Several neighboring fire departments are assisting Plainfield FD and have trained to work together in a scenario like the Walmart distribution center fire, Anderson said.

“It doesn’t happen every day, but we train for it to happen every day,” Anderson said. We were well prepared.”

The Indiana Department of Environmental Management and Environmental Protection Agency arrived Wednesday to help test for hazardous materials and air quality issues caused by the fire, a- he declared.

“It’s the unknown,” Anderson said. “We are going to err on the side of caution at this time. We will treat everything as if it is dangerous.”

The Bureau of Alcohol, Tobacco, Firearms and Explosives will be the lead agency to investigate the cause of the fire, which could take weeks, Anderson said.

“ATF is conducting interviews with select employees who were on site and in the area of ​​the fire,” Anderson said. “At this time, we have no idea what may have triggered this (and) no reason to believe it’s suspicious or anything. We will be doing our due diligence over the next few days or weeks for the discover.”

As of Wednesday afternoon, Walmart facilities are closed to the public and employees cannot retrieve vehicles or other property from the site until authorities direct otherwise.

It will be some time before the scene comes to light, Plainfield Police Department Deputy Chief Joe Aldridge said.

4:18 p.m. — Reunification center set up for Walmart employees

Deputy Chief Joe Aldridge of Plainfield PD said a reunification center for Walmart employees has been set up at 1750 Smith Road. It’s a new facility from Amazon, he said.

EARLIER: Walmart distribution center fire

About 1,000 employees were at a Walmart distribution center in Plainfield on Wednesday afternoon when a fire broke out.

Crews battled the blaze as the fire sent large plumes of smoke into the air, visible for miles away. Small explosions could be heard as flames came out of trucks parked outside the building.

The distribution center structure fire, 9590 Allpoints Parkway, began around 1 p.m. Wednesday, March 16, according to a Facebook post from the Avon Police Department.

Each Walmart fulfillment center is over 1 million square feet and employs more than 600 people, unloading and shipping more than 200 trailers a day, according to a company page.

According to a 2014 press release, the Plainfield distribution center was listed at 1.2 million square feet.

“Walmart believes all employees are being accounted for at this time and being transported by Plainfield school buses to a reunification site,” Plainfield Police Department Deputy Chief Joe Aldridge said.

There were no reports of injured firefighters Wednesday afternoon, Aldridge said.

Residents of neighborhoods north of the facility are asked to stay indoors and keep their windows and doors closed, Aldridge said.

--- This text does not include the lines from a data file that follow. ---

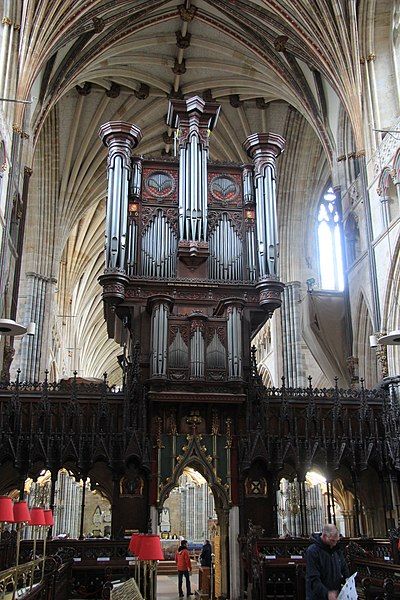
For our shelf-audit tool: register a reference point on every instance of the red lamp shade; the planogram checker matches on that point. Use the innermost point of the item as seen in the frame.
(48, 517)
(21, 512)
(37, 517)
(6, 510)
(150, 548)
(134, 543)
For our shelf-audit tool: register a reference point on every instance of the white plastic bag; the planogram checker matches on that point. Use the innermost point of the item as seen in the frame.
(349, 591)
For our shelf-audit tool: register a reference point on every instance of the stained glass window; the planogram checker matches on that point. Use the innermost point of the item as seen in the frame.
(330, 243)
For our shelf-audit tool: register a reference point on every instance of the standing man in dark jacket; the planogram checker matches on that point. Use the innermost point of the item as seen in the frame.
(205, 556)
(326, 566)
(184, 567)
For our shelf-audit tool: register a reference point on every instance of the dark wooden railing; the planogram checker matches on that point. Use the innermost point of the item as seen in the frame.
(93, 563)
(276, 568)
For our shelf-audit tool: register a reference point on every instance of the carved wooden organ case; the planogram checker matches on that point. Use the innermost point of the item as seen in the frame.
(191, 252)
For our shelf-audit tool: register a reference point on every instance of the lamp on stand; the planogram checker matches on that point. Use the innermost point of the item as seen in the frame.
(37, 520)
(6, 511)
(48, 517)
(134, 546)
(22, 518)
(151, 551)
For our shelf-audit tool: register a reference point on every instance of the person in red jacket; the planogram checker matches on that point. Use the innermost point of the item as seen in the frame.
(184, 567)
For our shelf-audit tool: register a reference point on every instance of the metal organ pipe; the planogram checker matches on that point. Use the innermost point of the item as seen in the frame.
(193, 117)
(226, 252)
(159, 244)
(251, 254)
(248, 185)
(264, 148)
(136, 180)
(197, 354)
(120, 138)
(235, 344)
(159, 338)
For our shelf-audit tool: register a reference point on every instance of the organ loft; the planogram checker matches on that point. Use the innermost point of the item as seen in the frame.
(192, 256)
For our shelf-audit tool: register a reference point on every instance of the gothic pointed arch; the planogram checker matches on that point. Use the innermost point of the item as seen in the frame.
(194, 454)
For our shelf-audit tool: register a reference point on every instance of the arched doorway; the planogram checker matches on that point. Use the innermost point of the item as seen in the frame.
(195, 460)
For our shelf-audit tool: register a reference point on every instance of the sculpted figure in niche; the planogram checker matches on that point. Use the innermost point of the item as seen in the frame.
(256, 487)
(131, 484)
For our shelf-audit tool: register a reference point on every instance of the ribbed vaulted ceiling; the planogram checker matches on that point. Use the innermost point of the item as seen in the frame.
(90, 61)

Plainfield Fire Chief Brent Anderson said nearby residents should shelter in place or stay away from the area. Residents should also avoid coming into contact with falling debris in their yard from the fire, he said.

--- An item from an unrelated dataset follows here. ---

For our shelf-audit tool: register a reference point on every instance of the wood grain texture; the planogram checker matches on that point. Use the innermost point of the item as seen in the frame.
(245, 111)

“If you can think of it, it’s probably there,” Anderson said, speaking of the content inside the fulfillment center. “The noises and stuff you hear, yes, they’re described as ‘explosions’ but it’s the tractor-trailer tires and stuff that overheats and then ruptures.”

About 180 to 200 firefighters were at the scene Wednesday afternoon, Anderson said.

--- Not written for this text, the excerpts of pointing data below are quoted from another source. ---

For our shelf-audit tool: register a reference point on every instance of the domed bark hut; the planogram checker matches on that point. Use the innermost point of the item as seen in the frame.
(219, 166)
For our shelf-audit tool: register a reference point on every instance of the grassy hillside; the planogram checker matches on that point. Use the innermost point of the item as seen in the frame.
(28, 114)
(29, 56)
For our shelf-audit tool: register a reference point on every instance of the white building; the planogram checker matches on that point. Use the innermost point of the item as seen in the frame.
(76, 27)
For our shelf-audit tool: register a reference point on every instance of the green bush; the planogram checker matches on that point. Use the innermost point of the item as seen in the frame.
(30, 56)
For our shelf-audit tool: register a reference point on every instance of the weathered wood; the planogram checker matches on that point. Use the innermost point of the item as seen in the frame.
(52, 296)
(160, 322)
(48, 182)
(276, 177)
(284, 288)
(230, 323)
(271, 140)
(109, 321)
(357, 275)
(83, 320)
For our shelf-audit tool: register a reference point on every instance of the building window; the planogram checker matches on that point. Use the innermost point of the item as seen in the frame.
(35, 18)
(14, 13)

“We will soon have to reduce our operations here because of the water,” Anderson said. “We are looking at additional options. There is a pond locally that we can use water from. We are exploring all options at the moment, but we will soon have to slow down our operations here due to water consumption.”

Anderson said it could take weeks to investigate the cause of the fire, but said he believes contents inside the building played a role in its spread.

“The main contributor to the spread was the heavy content of the structure,” Anderson said. “This building is full of floor-to-ceiling multi-level content.”

The building had a “state-of-the-art” early warning system for fires that was working when crews arrived, Anderson said. The system may have been overwhelmed by the amount of material inside, but that remains to be determined, he said.

This is a developing story and will be updated when more information becomes available.